Lurking behind the incessant warfare of this century is another belief, particularly ascendant in the Trump White House: that big militaries and expensive weaponry represent "investments" in a better future -- as if the Pentagon were the Bank of America or Wall Street. Steroidal military spending continues to be sold as a key to creating jobs and maintaining America's competitive edge, as if war were America's primary business. (And perhaps it is!)

Those who facilitate enormous military budgets and frequent conflicts abroad still earn special praise here. Consider, for example, Senator John McCain's rapturous final sendoff, including the way arms maker Lockheed Martin lauded him as an American hero supposedly tough and demanding when it came to military contractors. (And if you believe that, you'll believe anything.)

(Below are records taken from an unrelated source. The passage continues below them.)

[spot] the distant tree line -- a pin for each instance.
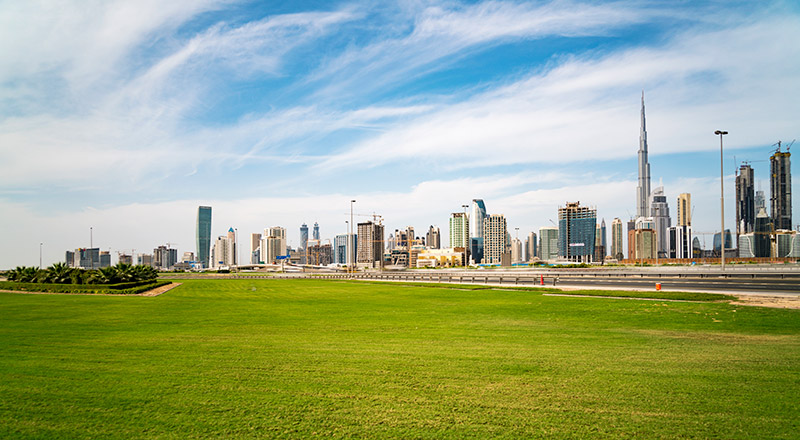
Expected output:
(61, 273)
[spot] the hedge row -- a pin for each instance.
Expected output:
(116, 289)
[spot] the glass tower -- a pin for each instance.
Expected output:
(203, 234)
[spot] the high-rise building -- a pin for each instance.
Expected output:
(531, 246)
(745, 200)
(478, 214)
(516, 251)
(659, 211)
(643, 187)
(760, 200)
(576, 232)
(273, 244)
(680, 241)
(303, 237)
(222, 252)
(616, 239)
(459, 230)
(763, 229)
(684, 209)
(641, 244)
(255, 246)
(370, 244)
(203, 235)
(433, 238)
(781, 189)
(728, 241)
(548, 243)
(495, 235)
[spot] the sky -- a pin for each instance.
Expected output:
(122, 117)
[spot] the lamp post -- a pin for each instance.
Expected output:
(721, 201)
(466, 236)
(350, 242)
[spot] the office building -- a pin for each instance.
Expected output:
(369, 251)
(763, 230)
(273, 245)
(495, 236)
(255, 246)
(548, 243)
(680, 241)
(459, 230)
(433, 239)
(203, 235)
(478, 214)
(659, 211)
(303, 237)
(781, 189)
(516, 251)
(222, 253)
(642, 244)
(617, 251)
(531, 247)
(576, 232)
(745, 200)
(643, 187)
(164, 258)
(684, 209)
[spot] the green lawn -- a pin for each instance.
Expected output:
(308, 358)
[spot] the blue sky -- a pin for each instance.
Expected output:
(124, 116)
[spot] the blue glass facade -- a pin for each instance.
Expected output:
(203, 234)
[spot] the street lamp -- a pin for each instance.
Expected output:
(466, 236)
(350, 241)
(721, 133)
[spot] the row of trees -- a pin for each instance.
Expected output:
(61, 273)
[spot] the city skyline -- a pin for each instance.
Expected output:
(413, 116)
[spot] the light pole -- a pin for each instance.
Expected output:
(466, 236)
(721, 201)
(350, 242)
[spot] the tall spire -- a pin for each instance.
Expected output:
(643, 187)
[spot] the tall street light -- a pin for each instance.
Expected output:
(721, 200)
(467, 240)
(350, 241)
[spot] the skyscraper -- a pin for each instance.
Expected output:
(745, 200)
(684, 209)
(303, 237)
(616, 239)
(459, 230)
(532, 248)
(576, 232)
(548, 243)
(643, 188)
(495, 236)
(203, 235)
(659, 210)
(370, 244)
(433, 238)
(478, 214)
(781, 189)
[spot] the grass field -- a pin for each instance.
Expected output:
(309, 358)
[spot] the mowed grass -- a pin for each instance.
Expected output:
(316, 358)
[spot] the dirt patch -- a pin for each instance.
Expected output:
(153, 292)
(778, 302)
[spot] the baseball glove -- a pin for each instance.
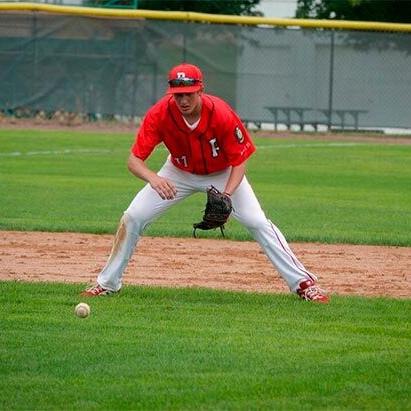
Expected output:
(217, 211)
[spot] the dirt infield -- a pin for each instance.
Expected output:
(220, 264)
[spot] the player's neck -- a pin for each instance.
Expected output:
(195, 115)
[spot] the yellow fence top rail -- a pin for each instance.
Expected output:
(204, 17)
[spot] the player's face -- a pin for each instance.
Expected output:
(189, 104)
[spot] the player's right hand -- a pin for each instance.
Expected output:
(164, 187)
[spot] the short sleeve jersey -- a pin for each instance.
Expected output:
(220, 140)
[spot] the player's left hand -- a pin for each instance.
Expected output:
(164, 187)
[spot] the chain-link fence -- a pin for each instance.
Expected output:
(289, 76)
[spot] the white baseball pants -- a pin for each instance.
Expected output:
(148, 205)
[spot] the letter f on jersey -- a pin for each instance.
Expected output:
(214, 147)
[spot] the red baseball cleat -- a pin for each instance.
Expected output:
(96, 291)
(309, 291)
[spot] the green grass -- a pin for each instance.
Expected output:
(323, 191)
(181, 349)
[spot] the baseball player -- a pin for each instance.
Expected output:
(208, 147)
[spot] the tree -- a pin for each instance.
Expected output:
(235, 7)
(396, 11)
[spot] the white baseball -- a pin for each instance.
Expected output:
(82, 310)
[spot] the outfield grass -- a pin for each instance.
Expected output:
(324, 191)
(167, 349)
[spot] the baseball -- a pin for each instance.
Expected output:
(82, 310)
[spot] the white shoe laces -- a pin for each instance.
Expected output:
(312, 293)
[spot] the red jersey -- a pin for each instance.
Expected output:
(219, 141)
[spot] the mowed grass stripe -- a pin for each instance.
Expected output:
(155, 348)
(314, 191)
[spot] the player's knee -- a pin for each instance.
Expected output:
(133, 223)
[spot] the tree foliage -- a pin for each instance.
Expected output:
(396, 11)
(233, 7)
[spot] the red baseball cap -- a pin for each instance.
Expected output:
(185, 78)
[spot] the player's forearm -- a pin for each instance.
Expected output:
(139, 168)
(236, 176)
(164, 187)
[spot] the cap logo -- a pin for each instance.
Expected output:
(239, 135)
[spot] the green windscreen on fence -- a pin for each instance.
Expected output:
(277, 75)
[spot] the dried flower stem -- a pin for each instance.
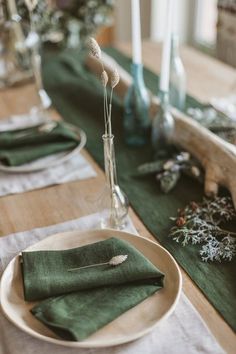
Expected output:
(96, 52)
(114, 261)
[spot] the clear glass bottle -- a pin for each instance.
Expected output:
(136, 105)
(115, 202)
(163, 124)
(177, 76)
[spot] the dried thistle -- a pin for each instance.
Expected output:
(104, 78)
(31, 4)
(115, 78)
(114, 261)
(95, 50)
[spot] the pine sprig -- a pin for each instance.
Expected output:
(201, 224)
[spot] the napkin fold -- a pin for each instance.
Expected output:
(81, 302)
(21, 146)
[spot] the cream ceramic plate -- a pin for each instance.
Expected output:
(48, 161)
(131, 325)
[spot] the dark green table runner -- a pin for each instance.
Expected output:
(78, 96)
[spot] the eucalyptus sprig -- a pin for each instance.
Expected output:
(168, 169)
(202, 223)
(95, 52)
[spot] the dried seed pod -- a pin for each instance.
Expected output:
(95, 50)
(114, 261)
(104, 78)
(195, 171)
(168, 165)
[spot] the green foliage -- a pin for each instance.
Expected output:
(201, 224)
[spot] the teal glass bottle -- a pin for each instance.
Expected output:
(136, 110)
(163, 124)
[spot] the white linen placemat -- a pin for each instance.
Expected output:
(75, 168)
(183, 332)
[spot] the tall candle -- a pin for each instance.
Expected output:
(166, 50)
(136, 32)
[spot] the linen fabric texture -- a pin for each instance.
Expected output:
(80, 302)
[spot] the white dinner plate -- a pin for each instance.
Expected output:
(131, 325)
(48, 161)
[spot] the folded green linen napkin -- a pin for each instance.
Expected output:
(83, 301)
(22, 146)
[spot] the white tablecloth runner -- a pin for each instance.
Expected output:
(183, 332)
(75, 168)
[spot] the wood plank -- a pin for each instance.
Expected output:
(75, 199)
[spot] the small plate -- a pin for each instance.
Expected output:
(131, 325)
(48, 161)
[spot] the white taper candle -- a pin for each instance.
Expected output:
(136, 32)
(166, 50)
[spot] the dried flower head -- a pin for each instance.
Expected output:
(115, 78)
(114, 261)
(31, 4)
(104, 78)
(168, 165)
(95, 50)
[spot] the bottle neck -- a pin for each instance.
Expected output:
(164, 99)
(137, 73)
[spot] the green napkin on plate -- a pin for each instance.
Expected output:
(21, 146)
(78, 303)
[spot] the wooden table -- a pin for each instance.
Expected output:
(206, 78)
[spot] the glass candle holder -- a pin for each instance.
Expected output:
(136, 110)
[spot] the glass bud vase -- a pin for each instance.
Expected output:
(163, 124)
(116, 202)
(136, 110)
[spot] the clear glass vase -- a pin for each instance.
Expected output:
(115, 202)
(136, 110)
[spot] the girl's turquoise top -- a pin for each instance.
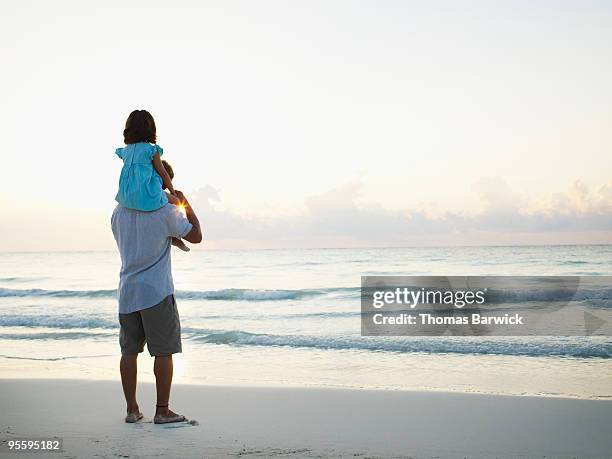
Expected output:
(140, 186)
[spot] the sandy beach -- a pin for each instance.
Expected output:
(293, 422)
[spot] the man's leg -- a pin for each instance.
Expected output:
(163, 369)
(128, 368)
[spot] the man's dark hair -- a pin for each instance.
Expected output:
(140, 127)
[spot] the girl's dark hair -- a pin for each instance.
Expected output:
(140, 127)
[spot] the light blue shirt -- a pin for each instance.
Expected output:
(143, 239)
(140, 186)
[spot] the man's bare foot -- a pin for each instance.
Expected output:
(180, 244)
(165, 416)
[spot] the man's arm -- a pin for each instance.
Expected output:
(195, 235)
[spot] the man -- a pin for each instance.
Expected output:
(147, 307)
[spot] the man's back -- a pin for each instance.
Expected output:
(143, 239)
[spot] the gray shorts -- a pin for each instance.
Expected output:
(158, 326)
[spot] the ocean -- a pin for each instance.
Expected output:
(292, 318)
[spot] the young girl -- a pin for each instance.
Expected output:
(143, 177)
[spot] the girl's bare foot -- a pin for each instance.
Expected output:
(180, 244)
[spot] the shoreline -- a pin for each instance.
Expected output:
(304, 422)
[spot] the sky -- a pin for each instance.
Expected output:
(313, 124)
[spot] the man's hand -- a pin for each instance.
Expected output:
(182, 198)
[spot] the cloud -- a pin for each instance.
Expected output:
(339, 218)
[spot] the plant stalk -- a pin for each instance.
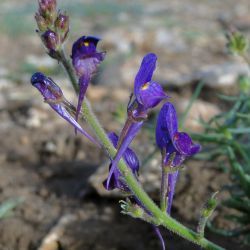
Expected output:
(161, 217)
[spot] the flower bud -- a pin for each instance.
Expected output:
(47, 9)
(46, 6)
(41, 22)
(50, 40)
(62, 26)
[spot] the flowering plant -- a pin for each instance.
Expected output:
(175, 146)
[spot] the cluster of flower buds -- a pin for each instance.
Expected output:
(53, 26)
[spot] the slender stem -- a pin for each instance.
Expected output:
(164, 184)
(161, 217)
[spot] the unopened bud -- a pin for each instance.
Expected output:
(41, 22)
(47, 9)
(46, 6)
(50, 40)
(62, 26)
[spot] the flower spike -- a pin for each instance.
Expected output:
(148, 93)
(53, 95)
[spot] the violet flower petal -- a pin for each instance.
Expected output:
(144, 74)
(167, 125)
(85, 57)
(151, 94)
(184, 144)
(53, 95)
(132, 132)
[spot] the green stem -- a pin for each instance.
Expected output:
(161, 217)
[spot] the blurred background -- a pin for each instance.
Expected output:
(53, 178)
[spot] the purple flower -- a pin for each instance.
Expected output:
(46, 14)
(47, 6)
(131, 160)
(147, 94)
(53, 95)
(85, 59)
(62, 26)
(170, 140)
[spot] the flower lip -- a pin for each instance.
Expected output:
(37, 78)
(48, 88)
(144, 74)
(167, 135)
(85, 46)
(147, 92)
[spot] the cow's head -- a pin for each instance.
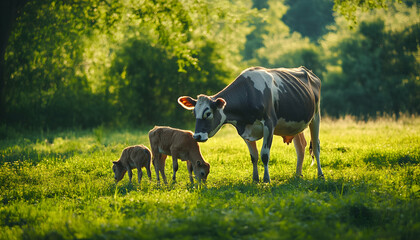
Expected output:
(208, 114)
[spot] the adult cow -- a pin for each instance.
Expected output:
(261, 103)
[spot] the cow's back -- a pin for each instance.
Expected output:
(298, 94)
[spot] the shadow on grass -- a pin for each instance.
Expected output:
(384, 159)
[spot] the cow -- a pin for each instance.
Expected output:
(179, 144)
(260, 103)
(132, 157)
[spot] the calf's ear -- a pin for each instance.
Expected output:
(187, 102)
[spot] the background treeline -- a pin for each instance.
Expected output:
(84, 63)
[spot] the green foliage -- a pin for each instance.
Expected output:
(367, 193)
(84, 63)
(349, 8)
(309, 18)
(99, 63)
(378, 68)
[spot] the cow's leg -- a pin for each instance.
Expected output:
(149, 173)
(265, 150)
(175, 167)
(300, 145)
(314, 127)
(252, 146)
(190, 170)
(155, 161)
(162, 167)
(139, 172)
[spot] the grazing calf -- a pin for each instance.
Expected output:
(179, 144)
(132, 157)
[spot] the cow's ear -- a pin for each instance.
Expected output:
(187, 102)
(220, 103)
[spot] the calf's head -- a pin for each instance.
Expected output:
(208, 113)
(201, 170)
(119, 171)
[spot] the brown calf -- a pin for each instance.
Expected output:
(132, 157)
(179, 144)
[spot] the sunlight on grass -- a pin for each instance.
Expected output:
(62, 187)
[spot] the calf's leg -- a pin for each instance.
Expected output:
(190, 170)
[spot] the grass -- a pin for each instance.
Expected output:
(60, 186)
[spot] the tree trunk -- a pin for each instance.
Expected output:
(9, 11)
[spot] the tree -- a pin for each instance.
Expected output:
(348, 8)
(308, 17)
(378, 69)
(9, 11)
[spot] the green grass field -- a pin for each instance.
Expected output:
(61, 186)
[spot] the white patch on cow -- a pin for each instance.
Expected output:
(163, 152)
(219, 125)
(253, 132)
(203, 136)
(201, 106)
(289, 128)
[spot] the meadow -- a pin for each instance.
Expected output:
(59, 185)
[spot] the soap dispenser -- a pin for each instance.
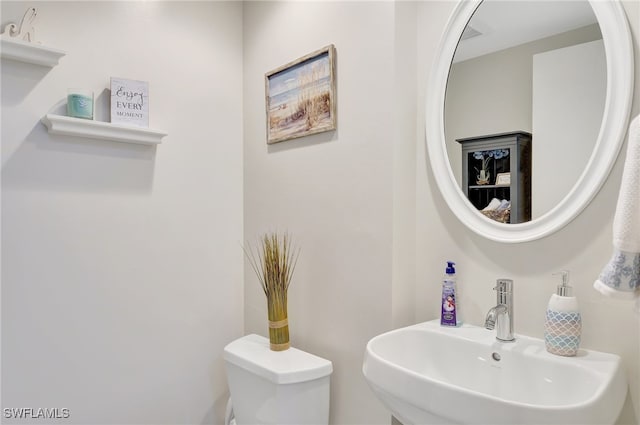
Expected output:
(563, 324)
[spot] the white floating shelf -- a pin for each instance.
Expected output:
(69, 126)
(32, 53)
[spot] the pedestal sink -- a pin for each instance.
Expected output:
(429, 374)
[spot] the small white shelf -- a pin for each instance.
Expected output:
(32, 53)
(69, 126)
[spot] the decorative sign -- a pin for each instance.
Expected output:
(130, 102)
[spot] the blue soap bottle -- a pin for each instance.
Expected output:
(450, 307)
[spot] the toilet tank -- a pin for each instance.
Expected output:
(276, 387)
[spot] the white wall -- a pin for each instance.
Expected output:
(333, 191)
(121, 283)
(583, 247)
(122, 272)
(569, 79)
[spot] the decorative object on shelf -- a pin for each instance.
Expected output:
(26, 30)
(504, 154)
(274, 262)
(301, 97)
(483, 174)
(18, 43)
(129, 102)
(80, 103)
(503, 179)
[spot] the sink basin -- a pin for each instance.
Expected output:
(429, 374)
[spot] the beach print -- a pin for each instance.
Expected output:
(300, 98)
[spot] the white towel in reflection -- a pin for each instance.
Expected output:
(620, 278)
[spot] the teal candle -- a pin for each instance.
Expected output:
(80, 104)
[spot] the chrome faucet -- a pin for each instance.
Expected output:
(502, 313)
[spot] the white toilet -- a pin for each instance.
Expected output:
(275, 387)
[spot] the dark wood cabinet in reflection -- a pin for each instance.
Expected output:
(496, 175)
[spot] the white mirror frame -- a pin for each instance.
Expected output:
(619, 53)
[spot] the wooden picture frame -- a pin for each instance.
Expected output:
(300, 96)
(503, 179)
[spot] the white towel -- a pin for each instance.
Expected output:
(620, 278)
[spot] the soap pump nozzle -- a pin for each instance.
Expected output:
(564, 290)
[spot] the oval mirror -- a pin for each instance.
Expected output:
(518, 118)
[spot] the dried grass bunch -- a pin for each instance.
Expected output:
(274, 262)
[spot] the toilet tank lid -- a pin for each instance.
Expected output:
(252, 353)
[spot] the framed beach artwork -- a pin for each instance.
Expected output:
(301, 97)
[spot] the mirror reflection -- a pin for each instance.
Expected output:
(524, 105)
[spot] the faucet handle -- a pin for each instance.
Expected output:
(504, 285)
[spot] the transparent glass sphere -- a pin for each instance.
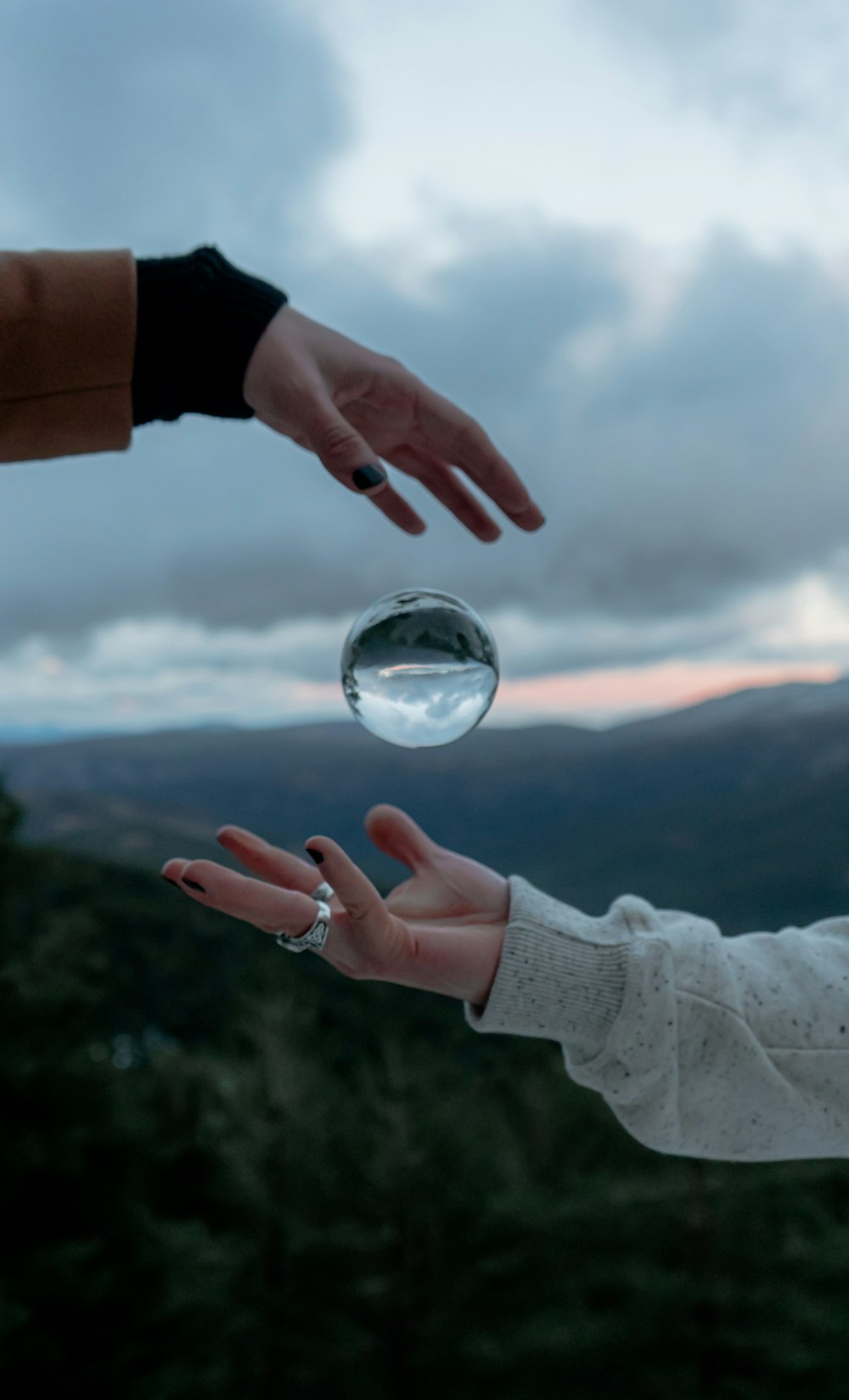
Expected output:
(419, 668)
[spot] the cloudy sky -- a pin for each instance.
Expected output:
(616, 231)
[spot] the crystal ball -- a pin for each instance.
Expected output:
(419, 668)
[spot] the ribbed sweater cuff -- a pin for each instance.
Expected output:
(198, 323)
(560, 977)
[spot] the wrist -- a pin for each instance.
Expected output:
(198, 323)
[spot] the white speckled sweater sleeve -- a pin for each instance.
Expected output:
(734, 1049)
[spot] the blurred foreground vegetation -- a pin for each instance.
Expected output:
(228, 1172)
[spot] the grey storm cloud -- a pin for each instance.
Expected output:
(678, 470)
(163, 123)
(768, 65)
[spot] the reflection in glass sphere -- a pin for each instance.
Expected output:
(419, 668)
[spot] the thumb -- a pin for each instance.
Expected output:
(342, 451)
(396, 835)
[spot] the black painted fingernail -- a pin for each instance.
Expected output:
(368, 476)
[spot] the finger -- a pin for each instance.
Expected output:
(441, 482)
(353, 889)
(256, 902)
(396, 835)
(456, 437)
(396, 509)
(352, 461)
(268, 861)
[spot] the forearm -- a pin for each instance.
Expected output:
(94, 343)
(721, 1048)
(68, 323)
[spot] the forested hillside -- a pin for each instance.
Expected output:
(233, 1173)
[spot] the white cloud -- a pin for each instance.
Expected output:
(160, 673)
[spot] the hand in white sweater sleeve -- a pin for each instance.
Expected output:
(734, 1049)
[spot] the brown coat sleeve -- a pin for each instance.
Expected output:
(68, 334)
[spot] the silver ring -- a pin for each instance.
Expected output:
(316, 936)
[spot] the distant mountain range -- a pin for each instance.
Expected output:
(737, 808)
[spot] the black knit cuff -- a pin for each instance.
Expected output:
(198, 323)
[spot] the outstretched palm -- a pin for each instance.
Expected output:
(440, 930)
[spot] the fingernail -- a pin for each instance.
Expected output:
(368, 476)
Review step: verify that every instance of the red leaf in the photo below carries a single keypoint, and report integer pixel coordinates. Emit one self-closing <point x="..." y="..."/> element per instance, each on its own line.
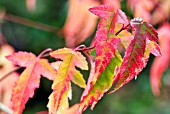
<point x="160" y="64"/>
<point x="142" y="8"/>
<point x="106" y="56"/>
<point x="135" y="58"/>
<point x="70" y="59"/>
<point x="29" y="80"/>
<point x="6" y="67"/>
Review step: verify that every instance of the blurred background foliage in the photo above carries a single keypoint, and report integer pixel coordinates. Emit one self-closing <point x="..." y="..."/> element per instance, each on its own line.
<point x="134" y="98"/>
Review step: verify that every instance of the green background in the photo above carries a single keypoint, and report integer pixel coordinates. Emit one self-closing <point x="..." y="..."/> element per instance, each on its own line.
<point x="134" y="98"/>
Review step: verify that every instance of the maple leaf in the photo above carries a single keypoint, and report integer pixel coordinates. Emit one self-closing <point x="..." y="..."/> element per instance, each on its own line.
<point x="6" y="67"/>
<point x="142" y="8"/>
<point x="161" y="13"/>
<point x="66" y="71"/>
<point x="106" y="58"/>
<point x="31" y="5"/>
<point x="70" y="110"/>
<point x="135" y="58"/>
<point x="114" y="3"/>
<point x="29" y="80"/>
<point x="76" y="32"/>
<point x="160" y="64"/>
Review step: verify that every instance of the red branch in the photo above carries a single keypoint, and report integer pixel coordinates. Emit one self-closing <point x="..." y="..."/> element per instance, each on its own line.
<point x="123" y="28"/>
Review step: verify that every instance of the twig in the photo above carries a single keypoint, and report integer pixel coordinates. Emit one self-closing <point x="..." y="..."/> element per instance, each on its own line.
<point x="85" y="49"/>
<point x="9" y="73"/>
<point x="27" y="22"/>
<point x="123" y="28"/>
<point x="5" y="108"/>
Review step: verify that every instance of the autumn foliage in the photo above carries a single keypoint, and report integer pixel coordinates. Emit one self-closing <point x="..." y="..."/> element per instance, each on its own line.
<point x="106" y="64"/>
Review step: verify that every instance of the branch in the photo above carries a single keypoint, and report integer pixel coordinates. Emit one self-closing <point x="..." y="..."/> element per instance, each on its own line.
<point x="123" y="28"/>
<point x="5" y="109"/>
<point x="84" y="48"/>
<point x="27" y="22"/>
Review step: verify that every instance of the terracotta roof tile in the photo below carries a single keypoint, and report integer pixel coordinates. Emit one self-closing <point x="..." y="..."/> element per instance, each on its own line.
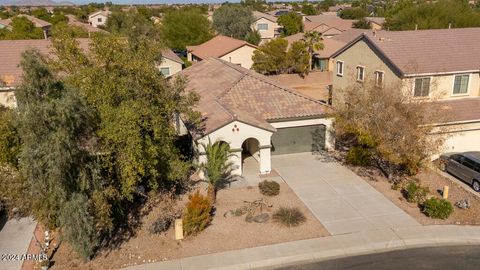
<point x="217" y="47"/>
<point x="229" y="92"/>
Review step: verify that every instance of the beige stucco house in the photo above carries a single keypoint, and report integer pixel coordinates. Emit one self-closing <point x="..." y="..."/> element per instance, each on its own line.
<point x="442" y="64"/>
<point x="266" y="25"/>
<point x="256" y="116"/>
<point x="171" y="64"/>
<point x="229" y="49"/>
<point x="98" y="18"/>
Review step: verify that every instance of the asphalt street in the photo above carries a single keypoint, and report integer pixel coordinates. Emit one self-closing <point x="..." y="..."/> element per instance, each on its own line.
<point x="438" y="258"/>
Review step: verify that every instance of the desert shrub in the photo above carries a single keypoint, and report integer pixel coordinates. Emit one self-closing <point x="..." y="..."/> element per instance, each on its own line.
<point x="415" y="193"/>
<point x="269" y="188"/>
<point x="359" y="156"/>
<point x="289" y="216"/>
<point x="197" y="214"/>
<point x="437" y="208"/>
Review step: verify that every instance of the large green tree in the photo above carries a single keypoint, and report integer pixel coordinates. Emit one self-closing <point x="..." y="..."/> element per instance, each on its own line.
<point x="233" y="20"/>
<point x="292" y="23"/>
<point x="185" y="26"/>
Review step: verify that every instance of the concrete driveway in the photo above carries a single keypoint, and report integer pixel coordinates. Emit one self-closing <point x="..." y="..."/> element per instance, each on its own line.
<point x="341" y="200"/>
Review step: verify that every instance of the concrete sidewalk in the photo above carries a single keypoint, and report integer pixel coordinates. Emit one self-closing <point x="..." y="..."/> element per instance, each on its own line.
<point x="304" y="251"/>
<point x="341" y="200"/>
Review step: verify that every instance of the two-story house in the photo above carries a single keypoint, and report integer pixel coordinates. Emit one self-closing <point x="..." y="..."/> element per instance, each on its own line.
<point x="441" y="65"/>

Put all of this together and what you're likely to come up with is the American version of George Orwell's famed formulation in his novel 1984: "war is peace."

The War the Pentagon Knew How to Win

Twenty years ago, when I was a major on active duty in the U.S. Air Force, a major concern was the possible corroding of civil-military relations -- in particular, a growing gap between the military and the civilians who were supposed to control them. I'm a clipper of newspaper articles and I saved some from that long-gone era. "Sharp divergence found in views of military and civilians," reported the New York Times in September 1999. "Civilians, military seen growing apart," noted the Washington Post a month later. Such pieces were picking up on trends already noted by distinguished military commentators like Thomas Ricks and Richard Kohn. In July 1997, for instance, Ricks had written an influential Atlantic article, "The Widening Gap between the Military and Society." In 1999, Kohn gave a lecture at the Air Force Academy titled "The Erosion of Civilian Control of the Military in the United States Today."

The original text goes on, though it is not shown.